Napster devra donc trouver une façon de placer un filtre au milieu de ces milliers d’échanges de données simultanés pour repérer les fichiers identifiés comme illégaux par l’industrie du disque et empêcher leur transmission. L’établissement même de cette liste de fichiers maudits ne sera pas une mince affaire, car il peut exister des centaines de versions MP3 d’une chanson donnée, baptisés de toutes sortes de noms possibles et impossibles, même chiffrés. Cette liste noire compterait plus de 135000 titres représentant plus de 10,6 millions de fichiers. Vous avez bien lu. Sans compter que les usagers les plus endurcis de ce réseau de contrebande numérique disposent déjà de logiciels conçus pour déjouer le filtrage. [iv]Je ne parierais pas un « vieux deux » sur les chances de réussite de cette opération. Mais je parierais bien contre, s’il y a des volontaires bien sûr...
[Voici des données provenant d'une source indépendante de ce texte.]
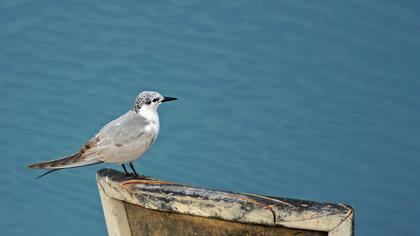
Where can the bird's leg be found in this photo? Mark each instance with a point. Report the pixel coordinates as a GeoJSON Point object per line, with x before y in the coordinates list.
{"type": "Point", "coordinates": [125, 170]}
{"type": "Point", "coordinates": [132, 167]}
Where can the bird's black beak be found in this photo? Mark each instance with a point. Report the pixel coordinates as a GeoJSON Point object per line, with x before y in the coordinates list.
{"type": "Point", "coordinates": [167, 99]}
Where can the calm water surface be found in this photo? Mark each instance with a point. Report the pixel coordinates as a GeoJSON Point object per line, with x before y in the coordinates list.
{"type": "Point", "coordinates": [306, 99]}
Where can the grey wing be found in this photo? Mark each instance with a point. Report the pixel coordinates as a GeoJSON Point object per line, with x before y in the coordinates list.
{"type": "Point", "coordinates": [124, 139]}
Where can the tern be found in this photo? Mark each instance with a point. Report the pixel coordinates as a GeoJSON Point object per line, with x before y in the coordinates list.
{"type": "Point", "coordinates": [122, 140]}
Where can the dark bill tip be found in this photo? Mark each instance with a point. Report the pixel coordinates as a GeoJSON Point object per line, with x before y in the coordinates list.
{"type": "Point", "coordinates": [167, 99]}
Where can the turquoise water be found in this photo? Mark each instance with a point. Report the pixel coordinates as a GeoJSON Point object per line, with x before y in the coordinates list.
{"type": "Point", "coordinates": [306, 99]}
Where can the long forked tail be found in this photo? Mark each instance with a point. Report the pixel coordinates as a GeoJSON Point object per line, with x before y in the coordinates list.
{"type": "Point", "coordinates": [73, 161]}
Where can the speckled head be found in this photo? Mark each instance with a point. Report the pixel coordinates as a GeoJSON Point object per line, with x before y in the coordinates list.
{"type": "Point", "coordinates": [150, 100]}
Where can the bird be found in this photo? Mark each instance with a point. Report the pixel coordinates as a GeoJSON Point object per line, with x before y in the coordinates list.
{"type": "Point", "coordinates": [121, 141]}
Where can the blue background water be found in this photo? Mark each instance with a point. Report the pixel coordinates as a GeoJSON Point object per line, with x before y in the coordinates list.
{"type": "Point", "coordinates": [306, 99]}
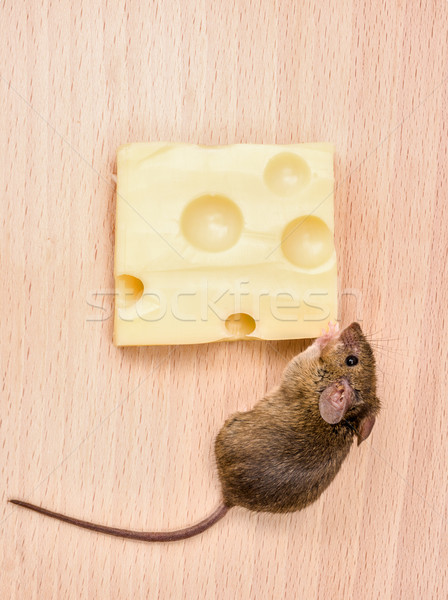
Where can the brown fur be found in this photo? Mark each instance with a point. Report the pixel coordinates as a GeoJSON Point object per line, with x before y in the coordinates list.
{"type": "Point", "coordinates": [281, 455]}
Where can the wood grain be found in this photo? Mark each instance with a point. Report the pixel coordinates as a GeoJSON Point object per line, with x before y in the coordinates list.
{"type": "Point", "coordinates": [124, 436]}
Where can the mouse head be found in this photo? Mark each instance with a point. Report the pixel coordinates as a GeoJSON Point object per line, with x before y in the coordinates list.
{"type": "Point", "coordinates": [348, 366]}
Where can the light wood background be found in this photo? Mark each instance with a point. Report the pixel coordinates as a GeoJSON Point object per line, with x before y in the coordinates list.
{"type": "Point", "coordinates": [125, 436]}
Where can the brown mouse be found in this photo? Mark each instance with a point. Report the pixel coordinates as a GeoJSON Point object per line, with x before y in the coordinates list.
{"type": "Point", "coordinates": [281, 455]}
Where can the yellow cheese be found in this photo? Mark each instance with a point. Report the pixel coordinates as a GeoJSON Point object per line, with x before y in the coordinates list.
{"type": "Point", "coordinates": [223, 242]}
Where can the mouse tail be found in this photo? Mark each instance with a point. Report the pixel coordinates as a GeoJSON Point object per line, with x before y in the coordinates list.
{"type": "Point", "coordinates": [143, 536]}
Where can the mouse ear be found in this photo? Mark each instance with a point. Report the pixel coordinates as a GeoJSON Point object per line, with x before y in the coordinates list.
{"type": "Point", "coordinates": [334, 402]}
{"type": "Point", "coordinates": [365, 428]}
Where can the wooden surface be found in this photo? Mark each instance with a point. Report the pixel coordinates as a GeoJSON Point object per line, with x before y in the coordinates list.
{"type": "Point", "coordinates": [124, 436]}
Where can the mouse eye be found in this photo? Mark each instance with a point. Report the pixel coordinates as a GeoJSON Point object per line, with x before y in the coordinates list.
{"type": "Point", "coordinates": [351, 360]}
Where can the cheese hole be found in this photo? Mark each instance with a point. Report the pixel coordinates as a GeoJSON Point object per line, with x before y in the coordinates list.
{"type": "Point", "coordinates": [286, 174]}
{"type": "Point", "coordinates": [212, 223]}
{"type": "Point", "coordinates": [240, 325]}
{"type": "Point", "coordinates": [129, 290]}
{"type": "Point", "coordinates": [307, 242]}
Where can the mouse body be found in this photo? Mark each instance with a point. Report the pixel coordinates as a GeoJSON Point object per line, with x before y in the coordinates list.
{"type": "Point", "coordinates": [281, 455]}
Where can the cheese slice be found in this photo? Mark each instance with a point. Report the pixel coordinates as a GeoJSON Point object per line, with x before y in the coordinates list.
{"type": "Point", "coordinates": [223, 243]}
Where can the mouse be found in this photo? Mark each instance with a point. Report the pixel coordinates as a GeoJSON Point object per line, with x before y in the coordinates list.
{"type": "Point", "coordinates": [282, 454]}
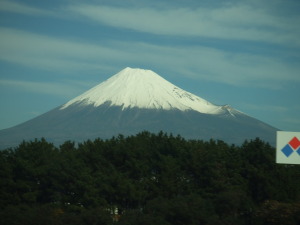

Se tourner la langue sept fois avant de ... taper.

Il nous arrive tous de trop parler. C’est tout à fait humain. Si la faute n’est pas trop grave, il reste possible de réparer les pots cassés, de discuter, de s’excuser, et de passer à autre chose...  L’humain a heureusement souvent la mémoire assez courte et finira par oublier un écart de conduite, s’il est dénué de malice bien sûr. Nous sommes donc assez justifiés de laisser libre cours à l’expression de nos opinions en cercles privés, sans avoir peur de se faire plus tard remettre sur le nez un jugement un peu trop expéditif ou un commentaire politiquement incorrect.

La prudence est cependant de mise lorsque ces échanges se font dans le cyberespace, par le biais du courriel ou, encore pire, de systèmes de « chat » (clavardage). C’est ce qu’a appris à ses dépens le PDG de la compagnie Efront[v] qui s’était permis de beurrer généreusement collègues et employés lors de ses sessions de clavardage sur le système ICQ[vi]. Ceux qui connaissent ce système savent déjà qu’il permet de savoir en temps réel si l’un ou l’autre de nos amis se retrouvent en même temps que nous sur le Web pour échanger avec eux ce qui, en plus d’en amuser plusieurs, est très utile pour contacter des collègues sans quitter son poste de travail.

J’ai donné ma langue au « chat », et il l’a gardée!

Notre ami de chez Efront a cependant été la victime de pirates informatiques qui ont retracé et copié des milliers de messages ICQ conservés dans ses archives de discussion ICQ pour les rendre publics sur le Web[vii]. Certains contenaient des commentaires pas toujours obligeants sur des employés, mais aussi sur des stratégies commerciales, des concurrents, la planification d’un congédiement, etc. Ces archives emplissent des pages Web entières[viii].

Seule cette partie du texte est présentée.